Four characteristics of MySQL transaction and its implementation

Four characteristics of MySQL transaction and its implementation

(1) Brief description

Transaction is an important feature that distinguishes MySQL from NoSQL, and is a key technology to ensure data consistency in relational databases. A transaction can be regarded as the basic execution unit for database operations, and may contain one or more SQL statements. When these statements are executed, they are either executed or not executed. MySQL transaction contains four characteristics:

• Atomicity: Statements are either fully executed or not executed at all. This is the core feature of a transaction. The transaction itself is defined by atomicity. The implementation is mainly based on the undo log log.
• Durability: Ensure that data will not be lost due to downtime and other reasons after the transaction is submitted. The realization is mainly based on redo log.
• Isolation (Isolation): to ensure that transaction execution as far as possible not affected by other transactions. InnoDB's default isolation level is RR. The implementation of RR is mainly based on the lock mechanism, hidden columns of data, undo log, and next-key lock mechanism.
• Consistency: The ultimate goal pursued by transactions. The realization of consistency requires both database-level guarantees and application-level guarantees.

Let's take InnoDB as an example to talk about these four features and implementation methods.

(2) Atomicity

The atomicity of a transaction is like an atomic operation, which means that the transaction cannot be subdivided, and the operations in it are either done or not done.
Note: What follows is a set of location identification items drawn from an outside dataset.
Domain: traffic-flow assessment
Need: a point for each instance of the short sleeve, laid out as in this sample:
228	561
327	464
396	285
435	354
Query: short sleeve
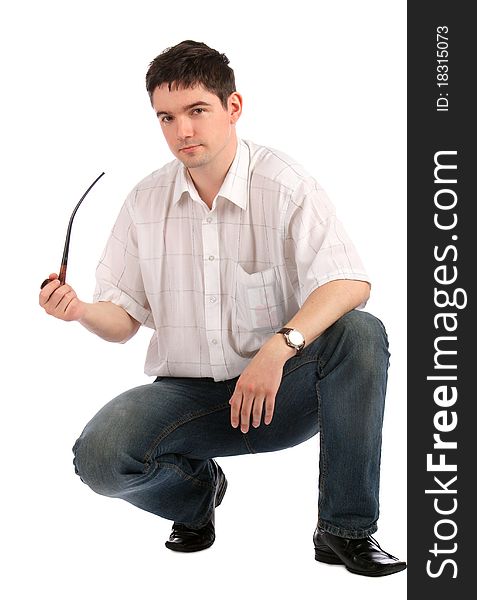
118	274
317	247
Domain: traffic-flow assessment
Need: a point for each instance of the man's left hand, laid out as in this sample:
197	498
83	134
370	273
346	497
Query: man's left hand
257	387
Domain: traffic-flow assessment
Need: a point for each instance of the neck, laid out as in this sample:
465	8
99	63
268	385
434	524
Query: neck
209	178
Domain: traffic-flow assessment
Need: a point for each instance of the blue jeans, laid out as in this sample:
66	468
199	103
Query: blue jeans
151	445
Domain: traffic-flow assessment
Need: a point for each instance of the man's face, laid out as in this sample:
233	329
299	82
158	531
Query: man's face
197	128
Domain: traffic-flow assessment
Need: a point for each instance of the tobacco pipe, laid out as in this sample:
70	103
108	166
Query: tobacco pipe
64	260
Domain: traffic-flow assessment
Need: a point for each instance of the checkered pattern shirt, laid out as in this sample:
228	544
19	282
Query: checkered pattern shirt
215	284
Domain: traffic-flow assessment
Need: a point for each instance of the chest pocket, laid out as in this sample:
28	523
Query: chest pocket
260	302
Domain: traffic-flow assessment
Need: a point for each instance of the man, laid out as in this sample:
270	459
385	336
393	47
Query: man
233	255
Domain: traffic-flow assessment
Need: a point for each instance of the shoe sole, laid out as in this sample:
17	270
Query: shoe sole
325	555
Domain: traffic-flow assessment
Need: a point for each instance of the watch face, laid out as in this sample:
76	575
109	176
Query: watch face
295	337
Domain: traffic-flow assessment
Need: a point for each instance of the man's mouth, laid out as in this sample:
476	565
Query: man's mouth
189	148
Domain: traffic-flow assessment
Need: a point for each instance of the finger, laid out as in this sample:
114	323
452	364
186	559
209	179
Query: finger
58	295
47	291
269	409
247	403
235	405
257	411
65	301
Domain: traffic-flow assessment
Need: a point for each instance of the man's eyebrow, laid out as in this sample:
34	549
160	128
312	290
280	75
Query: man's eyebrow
184	108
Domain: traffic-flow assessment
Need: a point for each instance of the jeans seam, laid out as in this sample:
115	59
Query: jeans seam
195	481
173	426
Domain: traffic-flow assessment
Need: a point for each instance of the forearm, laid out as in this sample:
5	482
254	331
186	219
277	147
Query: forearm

If a SQL statement fails in the transaction, the executed statement must also be rolled back, and the database returns to the state before the transaction. The atomicity of the transaction indicates that the transaction is a whole. When the transaction cannot be successfully executed, all the statements that have been executed in the transaction need to be rolled back to make the database return to the state where the transaction was not started.

The atomicity of the transaction is achieved through the undo log log. When the transaction needs to be rolled back, the InnoDB engine will call the undo log log to undo the SQL statement and realize the data rollback. So what is undo log?

The undo log is a log provided by the InnoDB engine. As the name implies, the undo log is used to roll back data. When the transaction modifies the database, the InnoDB engine will not only record the redo log (described later), but also generate the corresponding undo log. If the transaction execution fails or rollback is called, causing the transaction to be rolled back, you can use the information in the undo log to roll back the data to the state before the modification.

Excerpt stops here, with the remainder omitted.